CT computer-aided volumetry fast tracks pneumothorax measurement

March 20, 2009

Potential deadly traumatic pneumothoraces can be measured in the emergency room with a computer-aided volumetric technique that helps move patients from diagnosis to treatment many times faster than conventional visual assessments of the condition with multislice CT.

Potential deadly traumatic pneumothoraces can be measured in the emergency room with a computer-aided volumetric technique that helps move patients from diagnosis to treatment many times faster than conventional visual assessments of the condition with multislice CT.

The new approach, developed at Massachusetts General Hospital, has potential implications for the 30% to 39% of chest trauma patients who develop pneumothorax. Traditionally, radiologists have measured the extent of the condition manually, a task that can take as long as an hour. To aid evaluations, MGH researchers developed a computer-aided volumetry that quantifies pneumothoraces appearing on the patient's CT images in about three minutes.

The tool will help radiologists provide information quickly to surgeons to aid in decision making. It could replace x-ray and ultrasound for diagnosing the condition, said Wenli Cai, Ph.D, an assistant computer scientist in the MGH 3D imaging lab.

In a study reported in the March issue of the American Journal of Roentgenology (2009;192:830-836), Cai and colleagues applied the technique to three pigs and 68 trauma patients with at least one diagnosed occult pneumothorax. The computer-aided volumetry method extracted the pleural region, detected pneumothorax candidates, applied the dynamic thresholding model, reduced false-positive findings, and reported the volumetric measurement of pneumothoraces.

Researchers visually examined CT scans to identify and calculate the size of 83 pneumothoraces. Each identified pneumothorax was manually contoured. Nearly half were less than 10 mL, but they ranged in volume from 1 to 872 mL.

Cai found that the computer-aided method matched the accuracy of the manual approach. The computer-aided measures were performed in about three minutes, compared with 30 minutes to an hour for the manual approach.

Sensitivity for the computer-aided assessment was 100%, with a false-positive rate of 0.15 per case for 32 occult pneumothoraces that were larger than 25 mL. It performed flawlessly for pneumothoraces that were larger than 50 mL.

The treatment of pneumothoraces depends on the patients' symptoms, but size is emerging as a criterion for treatment, Cai said.

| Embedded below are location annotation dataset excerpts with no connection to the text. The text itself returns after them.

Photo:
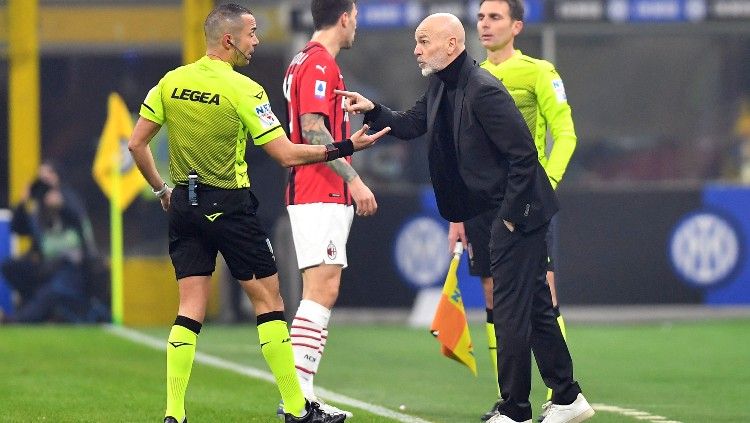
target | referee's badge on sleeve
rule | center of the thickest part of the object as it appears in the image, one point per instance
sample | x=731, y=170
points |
x=559, y=89
x=320, y=89
x=267, y=118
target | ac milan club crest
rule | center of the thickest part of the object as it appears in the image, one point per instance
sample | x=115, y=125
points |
x=331, y=250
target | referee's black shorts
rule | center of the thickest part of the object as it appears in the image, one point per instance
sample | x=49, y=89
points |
x=223, y=221
x=478, y=232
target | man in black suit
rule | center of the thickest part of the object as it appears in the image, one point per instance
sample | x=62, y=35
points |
x=483, y=160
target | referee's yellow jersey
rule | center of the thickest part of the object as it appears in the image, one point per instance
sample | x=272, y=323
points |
x=540, y=95
x=210, y=112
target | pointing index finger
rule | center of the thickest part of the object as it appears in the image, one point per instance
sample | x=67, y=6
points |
x=345, y=93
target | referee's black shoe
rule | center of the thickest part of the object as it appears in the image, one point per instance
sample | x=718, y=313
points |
x=314, y=415
x=494, y=410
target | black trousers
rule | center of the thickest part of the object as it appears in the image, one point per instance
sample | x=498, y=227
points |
x=524, y=321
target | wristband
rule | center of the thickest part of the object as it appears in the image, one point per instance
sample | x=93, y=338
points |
x=160, y=193
x=339, y=149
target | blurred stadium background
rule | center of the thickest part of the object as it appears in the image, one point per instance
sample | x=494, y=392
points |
x=655, y=202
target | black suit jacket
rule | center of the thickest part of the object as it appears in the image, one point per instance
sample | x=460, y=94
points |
x=495, y=162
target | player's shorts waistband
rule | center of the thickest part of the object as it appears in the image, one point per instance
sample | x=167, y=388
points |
x=204, y=188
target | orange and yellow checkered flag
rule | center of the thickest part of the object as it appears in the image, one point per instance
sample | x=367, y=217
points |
x=449, y=325
x=112, y=154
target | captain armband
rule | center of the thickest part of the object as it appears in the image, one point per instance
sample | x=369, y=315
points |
x=339, y=149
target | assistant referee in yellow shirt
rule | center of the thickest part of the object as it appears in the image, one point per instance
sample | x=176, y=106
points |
x=210, y=112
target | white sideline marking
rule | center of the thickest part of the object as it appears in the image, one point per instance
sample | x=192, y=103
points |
x=252, y=372
x=630, y=412
x=219, y=363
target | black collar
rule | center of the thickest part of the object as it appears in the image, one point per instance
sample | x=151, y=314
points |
x=450, y=74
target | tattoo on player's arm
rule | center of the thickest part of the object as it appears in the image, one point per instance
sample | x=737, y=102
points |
x=314, y=131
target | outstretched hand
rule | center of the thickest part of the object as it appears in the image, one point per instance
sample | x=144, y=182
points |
x=355, y=102
x=361, y=140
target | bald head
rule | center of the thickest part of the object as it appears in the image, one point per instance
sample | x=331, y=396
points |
x=445, y=26
x=440, y=39
x=224, y=19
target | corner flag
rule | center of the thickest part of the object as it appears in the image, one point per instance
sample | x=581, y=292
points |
x=112, y=150
x=449, y=325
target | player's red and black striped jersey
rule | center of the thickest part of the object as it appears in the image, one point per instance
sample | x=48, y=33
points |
x=308, y=88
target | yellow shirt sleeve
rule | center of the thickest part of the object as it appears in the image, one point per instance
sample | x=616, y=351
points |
x=555, y=110
x=258, y=118
x=152, y=107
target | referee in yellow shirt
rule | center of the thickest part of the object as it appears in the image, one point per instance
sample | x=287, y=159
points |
x=540, y=96
x=211, y=111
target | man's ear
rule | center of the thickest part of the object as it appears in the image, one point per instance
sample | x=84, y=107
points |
x=452, y=45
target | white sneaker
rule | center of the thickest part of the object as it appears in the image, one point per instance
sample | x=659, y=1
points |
x=545, y=411
x=501, y=418
x=333, y=410
x=576, y=412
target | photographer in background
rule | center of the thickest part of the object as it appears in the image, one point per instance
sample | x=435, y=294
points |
x=56, y=278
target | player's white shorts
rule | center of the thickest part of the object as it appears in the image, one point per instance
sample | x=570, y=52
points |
x=320, y=231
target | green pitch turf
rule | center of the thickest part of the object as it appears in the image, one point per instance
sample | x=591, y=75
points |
x=686, y=372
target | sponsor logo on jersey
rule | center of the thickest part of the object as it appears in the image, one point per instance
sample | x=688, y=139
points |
x=267, y=118
x=559, y=89
x=331, y=250
x=320, y=89
x=193, y=95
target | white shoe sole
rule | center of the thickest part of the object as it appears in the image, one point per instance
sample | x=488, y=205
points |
x=583, y=416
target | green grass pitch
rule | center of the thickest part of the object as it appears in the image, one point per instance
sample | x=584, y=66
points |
x=683, y=372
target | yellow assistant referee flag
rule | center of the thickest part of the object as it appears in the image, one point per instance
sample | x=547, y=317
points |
x=113, y=151
x=449, y=325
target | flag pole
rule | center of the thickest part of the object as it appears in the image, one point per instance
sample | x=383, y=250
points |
x=115, y=216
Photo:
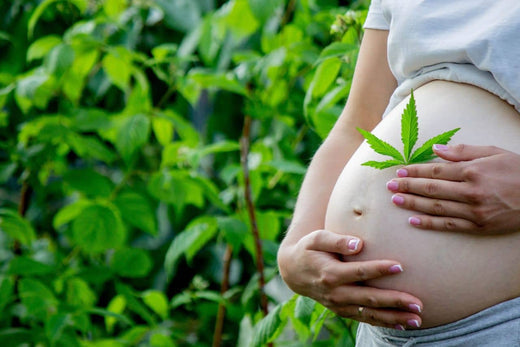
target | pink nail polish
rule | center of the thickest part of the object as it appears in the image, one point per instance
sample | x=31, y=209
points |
x=413, y=323
x=414, y=221
x=395, y=269
x=392, y=185
x=397, y=199
x=402, y=173
x=352, y=244
x=440, y=147
x=415, y=308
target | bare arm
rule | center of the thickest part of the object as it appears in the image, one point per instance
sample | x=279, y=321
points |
x=309, y=256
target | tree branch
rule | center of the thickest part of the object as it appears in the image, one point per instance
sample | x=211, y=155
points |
x=244, y=152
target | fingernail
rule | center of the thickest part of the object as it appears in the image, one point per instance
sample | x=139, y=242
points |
x=395, y=269
x=397, y=199
x=402, y=173
x=352, y=244
x=399, y=327
x=413, y=323
x=440, y=147
x=414, y=221
x=392, y=185
x=414, y=307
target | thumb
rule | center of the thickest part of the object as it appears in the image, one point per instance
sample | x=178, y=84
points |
x=464, y=152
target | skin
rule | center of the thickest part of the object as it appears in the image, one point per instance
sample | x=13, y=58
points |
x=477, y=190
x=310, y=257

"Our computer-aided system will provide radiologists with precise and automated measurement of the size of pneumothoraces; it will also provide an important criterion in the decision-making process of chest tube drainage. Such a tool will improve patient care by reducing unnecessary treatments of pneumothoraces and will save the healthcare cost," he said.

Cai envisions situations in which computer-aided assessment can help avoid unnecessary surgeries. It could help rule out surgeries when the pneumothorax is small and the patient is stable. It could also monitor pneumothorax size over several days to determine when surgery is required, he said.

Whether precise measurement will tangibly improve clinical outcomes, however, remains a matter for discussion. Dr. Bruce Maycher, director of pulmonary radiology at St. Boniface General Hospital in Winnipeg, MB, noted in an interview with Diagnostic Imaging that pneumothorax is an easy diagnosis to make with CT. Its exact measurement is not strictly necessary.

"I think small, medium, and large might be as much as they really need to know. There are so many other things that are going to influence whether they drain that in terms of stability of the patient," he said.

But computer-aided volumetry could help the radiologist assess fluids, Maycher said.

"I could see more people wanting to know how much fluid is in the chest, not specifically for trauma but any cause of pleural effusion," he said.